AI doesn't misuse that leverage. It removes it. When a system no longer needs human labor, it has no structural reason to account for human beings. It's not cruelty. You just stop being part of the equation.

Exploitation means someone wants what you have. Irrelevance means no one does. And a country that built every safety net on the assumption that people would always be needed has no plan for when they're not.

Even the AI execs who are dismantling the promise can't describe a life that isn't built around it. They have the most powerful technology in human history and no vision for what it's for beyond producing more, faster. That's not a plan. It's the promise on autopilot.

But the promise was wrong about something, and it's the thing I can't stop coming back to. It confuses what people can produce with what people are worth.

The fear is that without work, people will have nothing. And the fear isn't baseless. When the steel mills closed, the towns around them didn't die from poverty. They died from the loss of meaning. Work was never just money. It was structure, purpose, a reason to exist somewhere at a particular time. Take that away, and people fall apart. That's what everyone assumes.

But it's been tested. In the 1990s, the Eastern Band of Cherokee Indians began sharing casino profits among every member, no conditions attached. Nobody designed it as a social experiment. But researchers tracked the community for years: behavioral problems in children fell by 40%. People, given a floor to stand on, didn't collapse. They stood up. Not because they found work. Because they were already whole without it.

People have always done the most important things without being paid. The operating system running most of the internet was built by volunteers. The largest encyclopedia in history was written without a budget. The work that actually holds the world together, raising children, caring for the sick, keeping communities from falling apart, has never generated a paycheck. The promise says none of that counts. It has always counted.

What happens when the things we need to survive begin to run themselves? The promise has no framework for that. It was never built for a world where the treadmill stops.

The AI that could make this possible was trained on all of us: our writing, our code, our conversations. The value was collective. The ownership is not. A future where most people are comfortable but have no leverage doesn't require a villain. It just requires no one to choose something different.

My parents raised me on the promise because it was the only solid ground they knew. They sacrificed for it, worked for it, pointed me toward it because they loved me, and the path was the best thing they had to give. They weren't wrong.

But the path ends here. Or maybe it doesn't end. Maybe it just stops being the only one.

My generation will be the first to enter the world and find the promise can't keep its word. We might not work the jobs we were told to prepare for. We might not build the lives our parents pictured for us. The world we were raised for might not be the one we enter. And nobody can describe the one that's replacing it.

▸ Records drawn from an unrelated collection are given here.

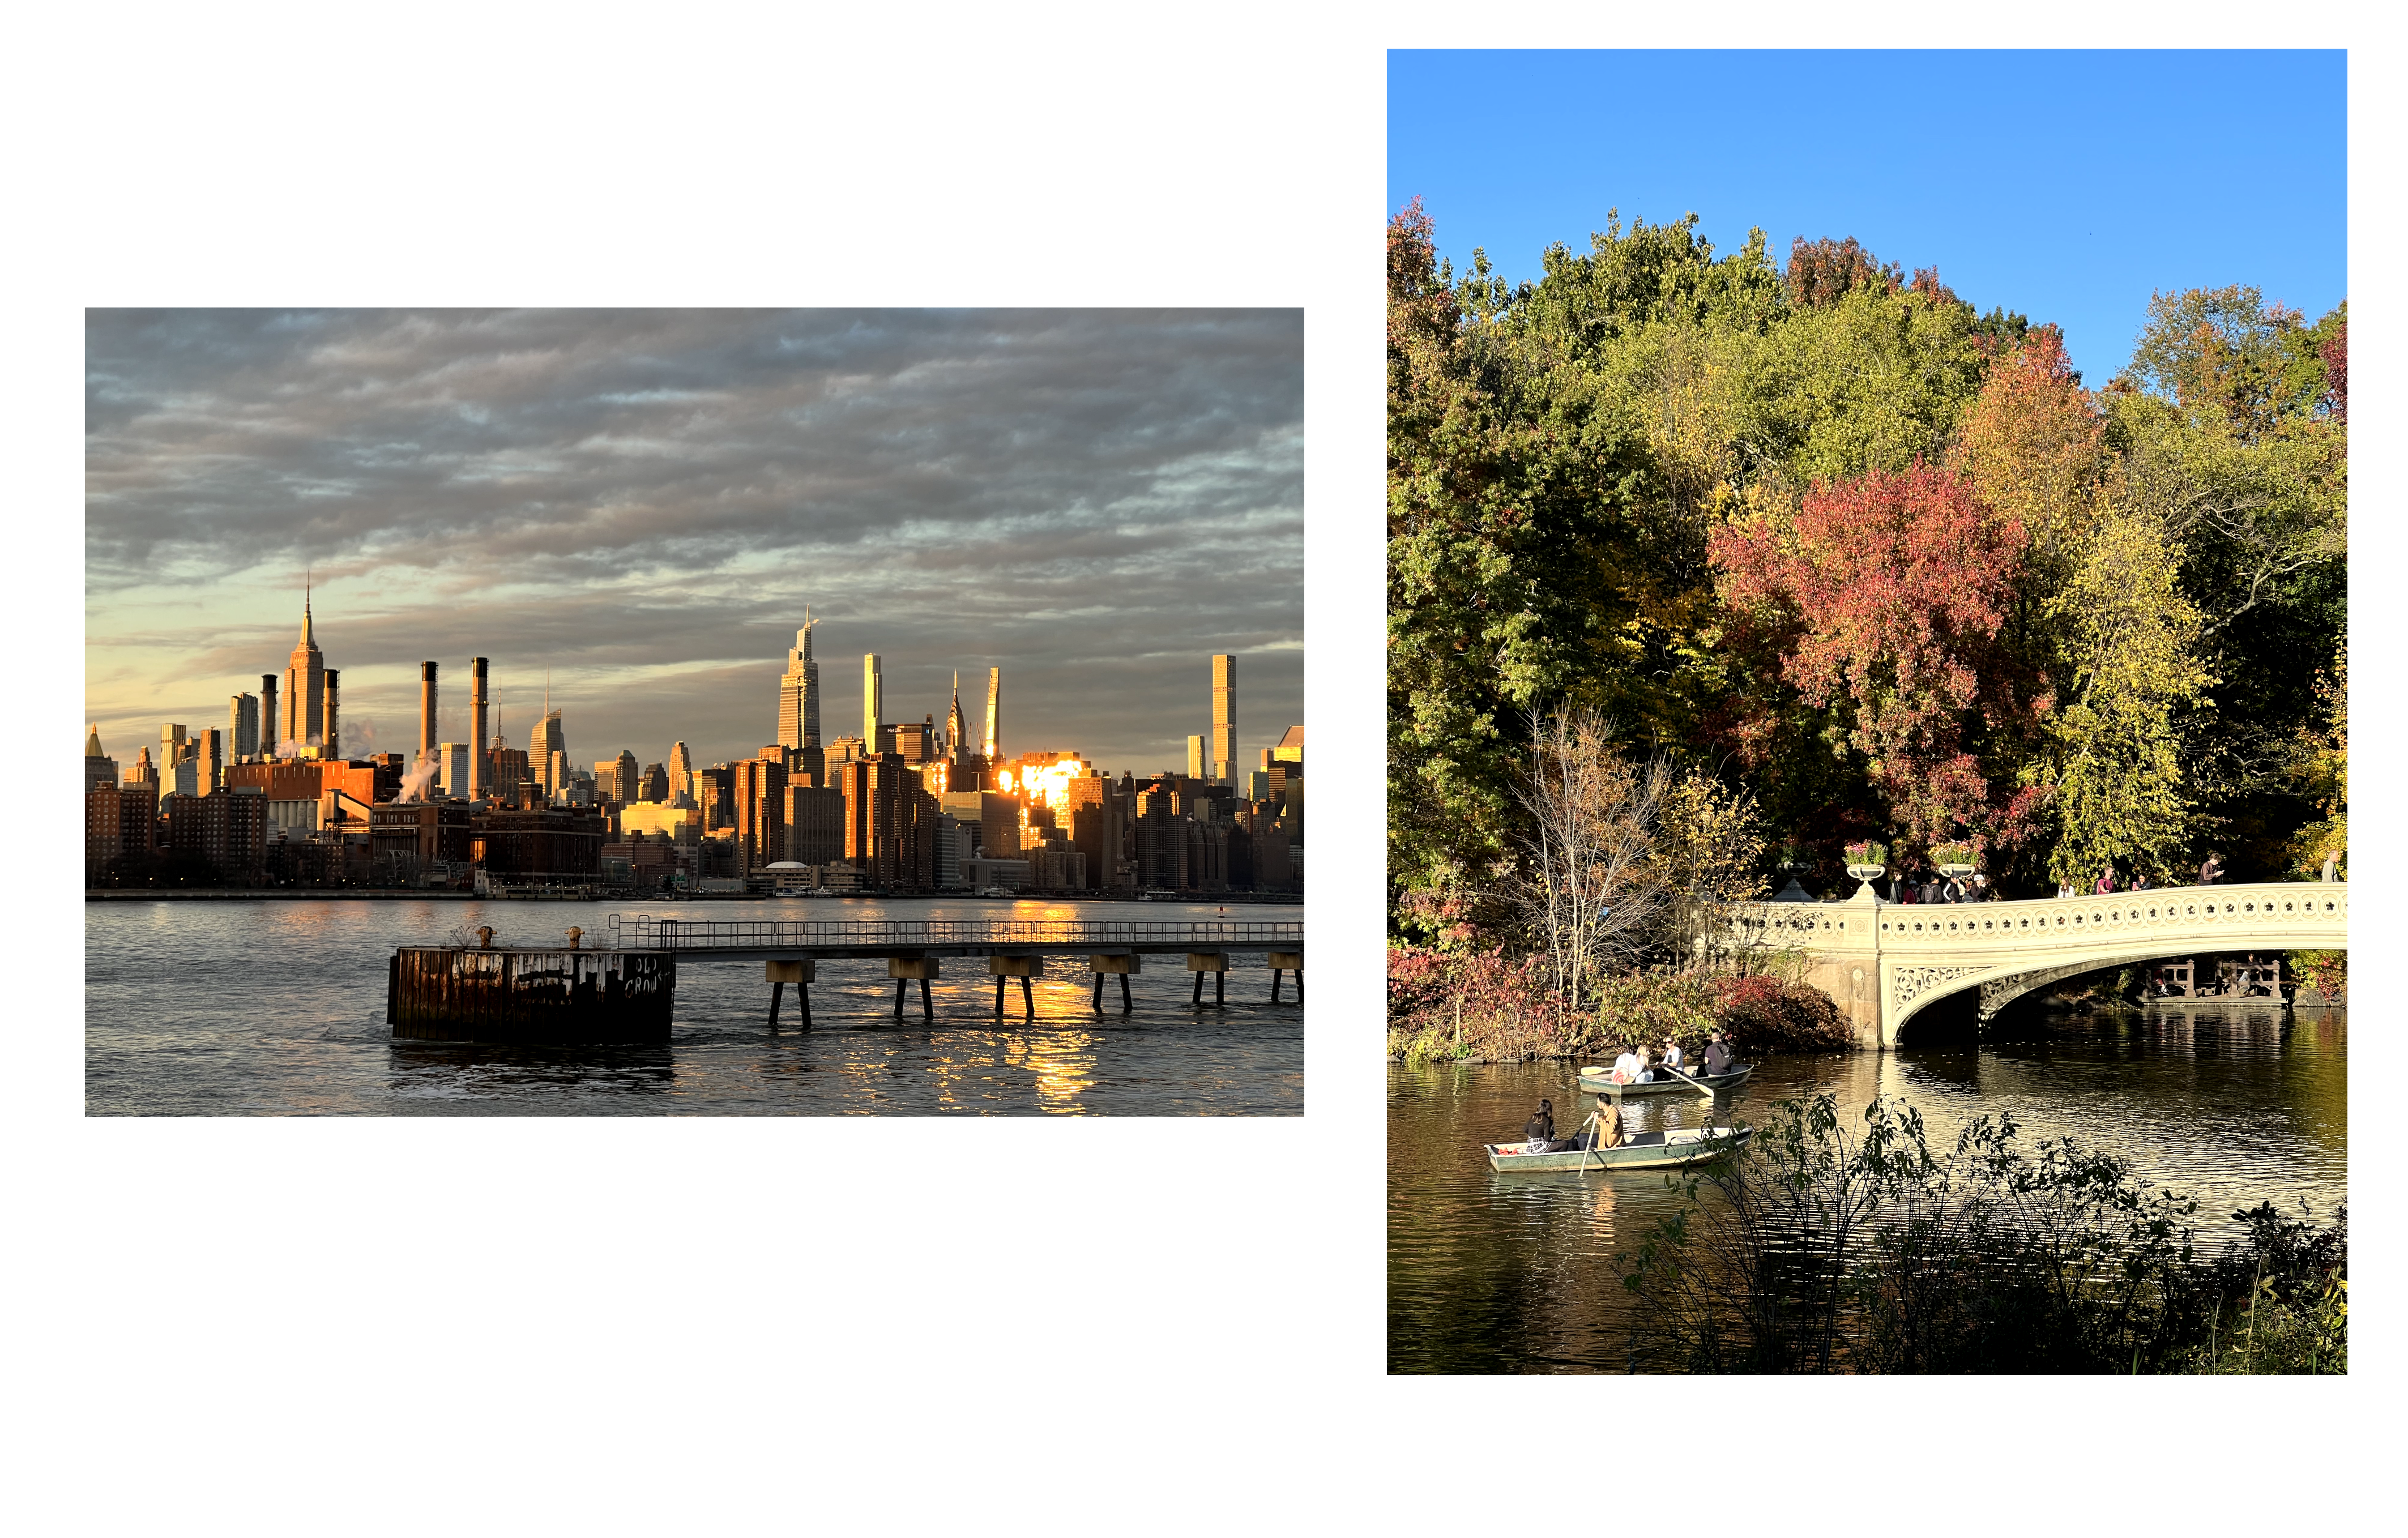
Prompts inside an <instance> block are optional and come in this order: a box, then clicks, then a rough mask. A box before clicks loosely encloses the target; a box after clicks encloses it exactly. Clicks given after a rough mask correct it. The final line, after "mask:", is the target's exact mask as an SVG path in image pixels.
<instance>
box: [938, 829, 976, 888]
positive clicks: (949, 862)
mask: <svg viewBox="0 0 2408 1538" xmlns="http://www.w3.org/2000/svg"><path fill="white" fill-rule="evenodd" d="M973 847H975V845H973V842H970V828H968V826H966V823H963V821H961V818H958V816H954V814H951V811H939V814H937V891H958V888H963V886H968V876H966V874H963V862H966V859H970V850H973Z"/></svg>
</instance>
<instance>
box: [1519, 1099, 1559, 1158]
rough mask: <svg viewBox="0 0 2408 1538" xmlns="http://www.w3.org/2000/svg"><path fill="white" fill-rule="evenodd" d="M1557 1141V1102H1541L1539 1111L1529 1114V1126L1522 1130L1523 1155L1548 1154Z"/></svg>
mask: <svg viewBox="0 0 2408 1538" xmlns="http://www.w3.org/2000/svg"><path fill="white" fill-rule="evenodd" d="M1553 1141H1556V1102H1553V1100H1541V1102H1539V1110H1534V1112H1531V1114H1529V1124H1527V1126H1524V1129H1522V1143H1524V1148H1522V1153H1546V1150H1548V1146H1551V1143H1553Z"/></svg>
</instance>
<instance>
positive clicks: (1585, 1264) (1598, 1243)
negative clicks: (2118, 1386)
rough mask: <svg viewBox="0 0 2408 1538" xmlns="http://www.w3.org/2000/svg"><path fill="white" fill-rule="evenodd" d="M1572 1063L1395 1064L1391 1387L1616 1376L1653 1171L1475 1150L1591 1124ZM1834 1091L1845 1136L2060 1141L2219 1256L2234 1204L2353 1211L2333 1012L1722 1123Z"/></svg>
mask: <svg viewBox="0 0 2408 1538" xmlns="http://www.w3.org/2000/svg"><path fill="white" fill-rule="evenodd" d="M1577 1066H1580V1064H1512V1066H1430V1069H1406V1066H1392V1069H1389V1102H1387V1105H1389V1110H1387V1290H1389V1302H1387V1307H1389V1370H1392V1372H1621V1370H1625V1365H1628V1319H1630V1317H1628V1307H1630V1305H1628V1292H1625V1290H1623V1285H1621V1280H1618V1276H1616V1271H1613V1254H1616V1252H1628V1249H1635V1247H1637V1242H1640V1240H1642V1237H1645V1235H1647V1230H1649V1228H1652V1220H1654V1218H1657V1215H1669V1213H1674V1211H1676V1208H1678V1201H1676V1196H1674V1191H1671V1189H1669V1184H1666V1179H1664V1172H1652V1175H1649V1172H1628V1175H1611V1177H1609V1175H1597V1172H1592V1175H1587V1177H1580V1175H1495V1172H1491V1170H1488V1160H1486V1155H1483V1153H1481V1143H1495V1141H1510V1138H1519V1136H1522V1122H1524V1119H1527V1117H1529V1112H1531V1107H1536V1105H1539V1098H1541V1095H1546V1098H1551V1100H1553V1102H1556V1126H1558V1129H1570V1126H1577V1124H1580V1122H1582V1119H1584V1117H1587V1114H1589V1110H1594V1107H1597V1098H1594V1095H1582V1093H1580V1086H1577ZM1825 1090H1828V1093H1835V1095H1837V1100H1840V1110H1842V1114H1847V1117H1849V1119H1854V1117H1857V1114H1859V1112H1861V1110H1864V1105H1866V1102H1869V1100H1871V1098H1873V1095H1876V1093H1881V1095H1895V1098H1905V1100H1907V1102H1910V1105H1914V1107H1917V1110H1922V1114H1924V1124H1926V1129H1929V1141H1931V1148H1934V1150H1938V1148H1943V1146H1953V1143H1955V1131H1958V1126H1963V1124H1965V1122H1967V1119H1970V1117H1977V1114H1984V1112H2001V1110H2003V1112H2013V1117H2015V1122H2018V1124H2020V1126H2023V1134H2020V1141H2023V1143H2025V1146H2032V1143H2040V1141H2042V1138H2056V1136H2071V1138H2076V1141H2078V1143H2083V1146H2085V1148H2105V1150H2112V1153H2119V1155H2124V1158H2129V1160H2131V1163H2133V1167H2136V1172H2138V1175H2141V1177H2146V1179H2150V1182H2155V1184H2162V1187H2172V1189H2177V1191H2186V1194H2191V1196H2199V1218H2196V1223H2199V1232H2201V1240H2203V1242H2206V1244H2208V1247H2211V1249H2213V1247H2215V1244H2220V1242H2223V1240H2225V1237H2232V1235H2235V1232H2237V1225H2235V1223H2232V1220H2230V1213H2232V1211H2235V1208H2247V1206H2256V1203H2259V1201H2273V1203H2276V1206H2283V1208H2292V1211H2297V1201H2300V1199H2302V1196H2304V1199H2307V1201H2309V1208H2312V1211H2314V1215H2316V1220H2319V1223H2326V1220H2331V1215H2333V1211H2336V1208H2338V1206H2341V1203H2343V1201H2345V1199H2348V1191H2350V1184H2348V1177H2350V1170H2348V1021H2345V1013H2343V1011H2300V1013H2297V1016H2295V1018H2290V1021H2285V1016H2283V1013H2280V1011H2276V1008H2242V1006H2191V1008H2182V1011H2150V1013H2143V1011H2136V1008H2131V1011H2114V1013H2093V1016H2066V1018H2056V1021H2052V1023H2049V1025H2047V1030H2044V1035H2037V1037H2032V1040H2013V1042H2008V1040H2001V1042H1982V1045H1979V1047H1975V1045H1965V1047H1955V1049H1907V1052H1893V1054H1852V1057H1772V1059H1763V1061H1760V1064H1758V1069H1755V1076H1753V1078H1751V1081H1748V1086H1746V1088H1743V1090H1741V1093H1739V1095H1724V1098H1722V1110H1719V1112H1717V1119H1724V1122H1727V1119H1729V1117H1731V1114H1734V1112H1736V1117H1739V1119H1741V1122H1763V1119H1765V1107H1770V1105H1772V1102H1775V1100H1784V1098H1794V1095H1811V1093H1825ZM1702 1107H1705V1102H1702V1100H1698V1098H1678V1095H1676V1098H1662V1100H1635V1102H1630V1107H1628V1110H1625V1117H1628V1122H1630V1124H1633V1126H1635V1129H1654V1126H1693V1124H1695V1122H1698V1117H1700V1112H1702Z"/></svg>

That's terrifying. I won't pretend otherwise.

But underneath the terror, there's something else. Relief.

Because if the promise is breaking, if the system that told us we're only worth what we produce is failing on its own terms, then we don't have to keep pretending it was true. We don't have to keep building our lives around a question that was never really a question at all: Are you useful enough to deserve this?

I've caught myself thinking that way. Measuring my worth by whether I was on track, whether I was falling behind, and whether my resume was keeping up with everyone else's. The promise doesn't just structure the economy. It gets inside your head.

I am not my output. I never was. The treadmill isn't slowing down. It's speeding up. But for the first time, we might have a reason to step off instead of running faster.

If we're the generation that can't have the life we were promised, then maybe we're also the first ones who get to find out what's on the other side. And what's on the other side might be the thing the promise spent fifty years trying to make us forget: that people were never meant to be useful. They were meant to be alive.

The promise is breaking. We're not.

We're just starting to find out what we are without it.